Bertanya-tanya dalam hati, gadis itu lalu menegakkan punggung sambil pandangannya berkeliling.

Forsythia tidak yakin ruangan itu pantas disebut sebagai kamar. Karena ada kasur lipat tempat dia berbaring kini, katakanlah dia memang berada di sebuah kamar. Dinding yang membentuk kamar itu terbuat dari kayu yang punya lubang di beberapa bagian. Daun jendelanya sendiri agak bengkok dan terlihat sedikit bergoyang saat diterpa angin.

Rumah siapa itu masih menjadi misteri. Seingatnya, Forsythia tadi pingsan di tengah jalan. Seseorang jelas membawanya ke sini—mungkin rumahnya.

Gadis itu lalu melihat tangannya sendiri, mendapati tubuhnya terbalut baju tidur putih yang lusuh. Saat menyibakkan selimut, pergelangan kakinya yang luka telah dibebat sehelai kain. Forsythia juga mengecek dahinya yang terluka, ternyata mendapat perlakuan yang sama.
Untunglah dia bertemu orang yang baik, batinnya. Hanya saja dia penasaran pada satu hal: yang mengganti bajunya seorang laki-laki atau perempuan?

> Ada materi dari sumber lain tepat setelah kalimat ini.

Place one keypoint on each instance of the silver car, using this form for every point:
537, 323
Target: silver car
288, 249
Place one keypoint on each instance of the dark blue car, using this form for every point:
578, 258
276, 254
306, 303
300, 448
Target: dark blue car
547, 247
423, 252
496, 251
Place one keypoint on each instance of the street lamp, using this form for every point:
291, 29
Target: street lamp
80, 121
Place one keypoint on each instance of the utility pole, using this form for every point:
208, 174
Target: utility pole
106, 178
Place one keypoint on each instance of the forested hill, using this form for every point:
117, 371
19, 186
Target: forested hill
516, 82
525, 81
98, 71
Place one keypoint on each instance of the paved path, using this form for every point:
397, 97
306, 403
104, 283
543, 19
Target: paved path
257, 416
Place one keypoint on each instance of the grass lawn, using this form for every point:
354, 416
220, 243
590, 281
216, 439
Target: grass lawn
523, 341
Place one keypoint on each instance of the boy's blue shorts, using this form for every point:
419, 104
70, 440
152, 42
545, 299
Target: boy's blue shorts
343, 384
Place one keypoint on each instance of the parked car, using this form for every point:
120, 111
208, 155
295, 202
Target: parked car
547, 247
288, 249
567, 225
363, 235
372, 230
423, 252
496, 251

Forsythia kaget saat tiba-tiba pintu kayu yang tua di sana dibuka dari luar, menimbulkan bunyi berderit yang menyeramkan. Sontak gadis itu menoleh ke samping dengan mata melebar. Dia melihat seorang pria berwajah keriput melongokkan kepala ke dalam lalu tersenyum sumringah ketika melihat Forsythia.

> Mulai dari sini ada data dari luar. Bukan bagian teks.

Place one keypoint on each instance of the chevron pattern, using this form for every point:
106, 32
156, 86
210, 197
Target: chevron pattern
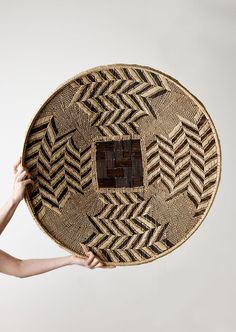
57, 164
186, 161
115, 99
124, 231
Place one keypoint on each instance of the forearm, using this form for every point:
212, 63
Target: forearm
6, 212
30, 267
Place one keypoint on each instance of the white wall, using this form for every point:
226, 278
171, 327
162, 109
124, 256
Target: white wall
43, 43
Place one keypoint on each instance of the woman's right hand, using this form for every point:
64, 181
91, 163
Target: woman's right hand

“Akhirnya kau bangun…,” kata kakek itu yang masuk membawakan segelas teh yang masih mengepul.

Forsythia sedikit gugup kala orang itu mendekat. Dia melihat kakek itu menaruh gelas teh di depannya dan duduk bersila.

“Aku dan istriku membawamu ke rumah kami,” ucap kakek itu dengan bibirnya yang kering. “Makan malam sudah lewat, tapi… istriku membuat sup kentang untuk kau makan.. tapi sekarang.. minumlah itu dulu..”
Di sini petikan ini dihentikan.